As an alternative to the study of global graph characteristics, elementary graph algorithms have been used to characterize local interconnectivity and more detailed relationships between nodes. Such graph methods can facilitate addressing fundamental biological concepts, such as essentiality and pathways, especially when additional biological information is incorporated into the analysis in addition to the primary data. For instance, while gene expression clustering traditionally makes the assumption that genes with similar expression profiles have similar functions in cells, a more targeted approach could aim at identifying the genes participating in a particular cellular pathway where not every components has a similar transcriptional profile [15*]. Once the network of interest has been represented as a graph, the conventional graph-driven analysis work-flow involves the following two steps: (i) applying suitable graph algorithms to compute the local graph properties, such as the number and complexity of given subgraphs, the shortest path length of indirectly connected nodes or the presence of central nodes of the network and (ii) evaluating the sensitivity and specificity of the model predictions using curated databases of known positive examples or random models of synthetic negative examples, respectively. We start by surveying the basic graph concepts used in network analysis together with corresponding recent work.

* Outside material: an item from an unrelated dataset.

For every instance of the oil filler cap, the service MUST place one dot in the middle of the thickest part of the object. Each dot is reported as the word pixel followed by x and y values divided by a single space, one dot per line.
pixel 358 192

Subgraphs and centrality statistics
A subgraph represents a subset of nodes with a specific set of edges connecting them. As the number of distinct subgraphs grows exponentially with the number of nodes, efficient and scalable heuristics have been developed and applied for detecting the given subgraphs and their frequencies in large networks. In contrast to network motif searches, Przulj et al. [13] argued that it is equally important to understand the organization of infrequently observed subgraphs as the frequently observed ones. Graphlets are defined as small induced subgraphs, consisting of all edges of the original graph that connect a given group of nodes, regardless of whether or not they appear at significantly higher frequencies than expected in randomized networks. Since exhaustive searches become computationally infeasible even when applied to rather small networks, Przulj et al. [16] designed sampling heuristics for finding graphlets in high-confidence PPI networks that concentrate on specific parts of the graph, depending on the particular model (either geometric random graph model or more general sampling strategy). Under the random graph model, it is also possible to calculate analytically the estimated distribution of different subgraphs with given number of nodes, edges and their specific global properties like degree distribution and clustering coefficient [17]. Such approximate analytical expressions will save substantial amounts of computing time when analysing e.g. lists of proteins with large undirected graphs representing their known functional relationships [18].

Centrality is a local quantitative measure of the position of a node relative to the other nodes, and can be used to estimate its relative importance or role in global network organization. Different flavors of centrality are based on the node's connectivity (degree centrality), its shortest paths to other nodes (closeness centrality) or the number of shortest paths going through the node (betweenness centrality). Estrada [19] recently showed that centrality measures based on graph spectral properties can distinguish essential proteins in PPI network of yeast Saccharomyces cerevisiae (essential genes are those upon which the cell depends for viability). In particular, the best performance in identifying essential proteins was obtained with a novel measure introduced to account for the participation of a given node in all subgraphs of the network (subgraph centrality), which gives more weight to smaller subgraphs. It was proposed that ranking proteins according to their centrality measures could offer a means to selecting possible targets for drug discovery [19]. A similar approach to characterize the importance of individual nodes, based on trees of shortest paths and concepts of ‘bottleneck’ nodes, demonstrated that 70% of the top 10 most frequent ‘bottleneck’ proteins were inviable and structural proteins that do not participate in cellular signaling [20*]. With degree centrality analyses in the metabolic networks of Escherichia coli, S. cerevisiae and Staphylococcus aureus, it was also demonstrated that most reactions identified as essential turned out to be those involving the production or consumption of low-degree metabolites [21].

Paths and pathways
In the theory of directed graphs, a path is a chain of distinct nodes, connected by directed edges, without branches or cycles. Such pathways in cellular network graphs can represent, for instance, a transformation path from a nutrient to an end product in a metabolic network, or a chain of post-translational modifications from the sensing of a signal to its intended target in a signal transduction network [10**]. Pathway redundancy (the presence of multiple paths between the same pair of nodes) is an important local property that is thought to be one of the reasons for the robustness of many cellular networks. Betweenness centrality can be used to measure the effect of node perturbations on pathway redundancy, whereas path lengths characterize the response times under perturbations. With shortest paths and centrality-based predictions in the S. cerevisiae PPI and metabolic networks, respectively, the existence of alternate paths that bypass viable proteins can be demonstrated, whereas lethality corresponds to the lack of alternative pathways in the perturbed network [20*, 22]. Besides the various commercial software packages for pathway analysis there exist also freely available tools for some specific graph queries, such as finding shortest paths between two specified seed nodes on degree-weighted metabolic networks [23] or searching for linear paths that are similar to query pathways in terms of their composition and interaction patterns on a given PPI network [24].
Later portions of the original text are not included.